How ChatGPT Spoils Dating and Connection.

As if it had not done enough already, ChatGPT has somehow made dating even worse. A good friend recently told me that she went out with a man, and in the morning proposed they get breakfast together. He pulled out his phone, opened ChatGPT, and requested for restaurant suggestions. Why get close to someone who delegates decisions, including the enjoyable ones like choosing where to eat? If someone is so unmotivated they’ll hit up ChatGPT to plan a first date, consider how little effort they’ll spend six months in.

I just cannot imagine forming a deep, long-term connection with someone who frequently engages with a technology that’s weakening our collective attention spans and possibly heralding total apocalypse. Inquisitiveness, creativity, uniqueness – I probably won’t find what I prize in someone who believes “productivity” means prompting an app to summarize a movie plot so they don’t have to spend their time, you know, watching it.

Ask yourself if your [dating] preference is truly supporting your long-term goals.

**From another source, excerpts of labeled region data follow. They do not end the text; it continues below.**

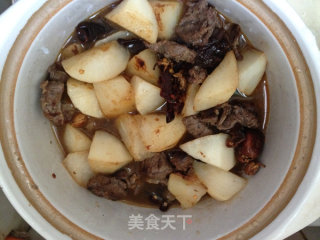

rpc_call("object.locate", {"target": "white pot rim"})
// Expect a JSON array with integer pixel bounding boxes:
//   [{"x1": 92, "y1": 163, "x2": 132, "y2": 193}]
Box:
[{"x1": 0, "y1": 0, "x2": 320, "y2": 240}]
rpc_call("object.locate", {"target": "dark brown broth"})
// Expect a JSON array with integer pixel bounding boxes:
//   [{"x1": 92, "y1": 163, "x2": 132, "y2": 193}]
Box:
[{"x1": 54, "y1": 1, "x2": 269, "y2": 207}]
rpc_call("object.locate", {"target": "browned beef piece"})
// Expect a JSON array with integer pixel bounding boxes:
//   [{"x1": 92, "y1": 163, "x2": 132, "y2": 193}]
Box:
[
  {"x1": 147, "y1": 40, "x2": 197, "y2": 63},
  {"x1": 87, "y1": 162, "x2": 144, "y2": 200},
  {"x1": 225, "y1": 23, "x2": 243, "y2": 60},
  {"x1": 87, "y1": 174, "x2": 128, "y2": 201},
  {"x1": 48, "y1": 63, "x2": 69, "y2": 83},
  {"x1": 61, "y1": 100, "x2": 77, "y2": 122},
  {"x1": 176, "y1": 0, "x2": 222, "y2": 46},
  {"x1": 188, "y1": 66, "x2": 208, "y2": 84},
  {"x1": 142, "y1": 152, "x2": 173, "y2": 184},
  {"x1": 235, "y1": 129, "x2": 264, "y2": 163},
  {"x1": 168, "y1": 150, "x2": 194, "y2": 174},
  {"x1": 226, "y1": 124, "x2": 246, "y2": 148},
  {"x1": 114, "y1": 162, "x2": 141, "y2": 194},
  {"x1": 41, "y1": 81, "x2": 65, "y2": 126},
  {"x1": 182, "y1": 116, "x2": 213, "y2": 138},
  {"x1": 197, "y1": 102, "x2": 259, "y2": 130},
  {"x1": 83, "y1": 117, "x2": 120, "y2": 137}
]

Ali Jackson, a dating and relationship coach based in New York, employs ChatGPT for some tasks – but she is not an advocate. In the past six months or so, she says “every one” of her clients has come her complaining about “chatfishing” or people who use AI to generate everything on their dating apps – all the way down to the DMs they send. I asked Jackson if my rule against ChatGPT chumps was too strict. She said no, go forth and judge, though it might limit my dating pool – about 10% of the adult population now uses the tech.

“Ask yourself if your choice is really serving your future goals,” Jackson said. “In your case, I would presume that’s one of your principles, and it’s essential to find someone whose values are aligned with yours.”

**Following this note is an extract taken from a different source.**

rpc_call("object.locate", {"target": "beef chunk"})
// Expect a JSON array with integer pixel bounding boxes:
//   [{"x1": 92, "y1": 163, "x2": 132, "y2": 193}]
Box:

More People Expressing AI Apprehensions.

The aversion for AI extends beyond the romantic sphere. Ana Pereira, 26, lives in Brooklyn and works in sound for multiple live music venues across the city. She dreams about going into her phone settings and disabling AI features on all her apps, though tech platforms from Google to Spotify make it almost impossible to disable. Pereira thinks that using ChatGPT “shows such a laziness”.

“It’s like you can’t think for yourself, and you have to depend on an app for that,” she said.

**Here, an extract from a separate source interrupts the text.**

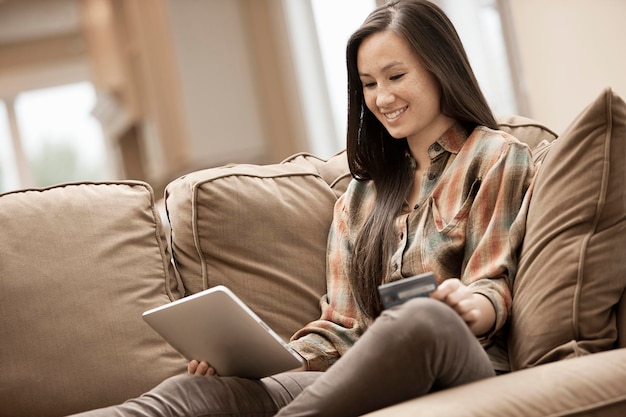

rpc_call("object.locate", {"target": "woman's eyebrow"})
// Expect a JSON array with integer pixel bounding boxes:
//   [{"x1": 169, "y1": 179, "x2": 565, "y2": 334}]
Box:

A recent friend’s split was particularly ugly. She sided with one of them after learning the other went to ChatGPT, a notoriously poor therapy substitute, not their partner, when they needed to talk about their feelings. “It’s like they didn’t want to sit through any difficult human feelings,” she said. “They just wanted to deal with something and move on, which is not how things work.”

Suddenly I couldn’t do it by myself. I was too dependent on AI to do the simplest things [at work].

Richard Barnes, a 31-year-old marine biologist and server in Hawaii, shares similar views. “I don’t know if I would think otherwise about someone who uses ChatGPT, but I would be like, ‘come on,’” he said. “You don’t need to rely on it to make a grocery list. Your life is likely not that hard. We can make the list together.”

Celebrity and Industry Resistance.

Guillermo del Toro’s statement that he’d “rather die” over using AI received significant attention. Similarly, SZA’s Instagram stories rant against the tech cautioning about “environmental racism” and showing fear over users who are “codependent on a machine”. Ditto still for when Simu Liu, Alison Roman, Céline Dion, Emily Blunt, and others issued statements that are critical of AI in their various industries. I think these quotes spread widely for a cause: people agree with them.

Even, to an degree, the people who power the tech industry. Last month, Pinterest added a filter that lets users disable AI content. Meta lets users hide, but not entirely remove, comparable content on Instagram. Sources indicated that “cursor resistance” is on the rise, as some Silicon Valley techies won’t use AI to write their code.

{Luciano Noijeen, a lead software engineer based in Greece and the Netherlands, told me that he eagerly used AI in the past to write or punch up his coding.|According to Luciano Noijeen, a {lead|

Barbara Dunlap
Barbara Dunlap

Lena is a seasoned travel writer and outdoor guide with over a decade of experience exploring remote destinations and sharing practical tips.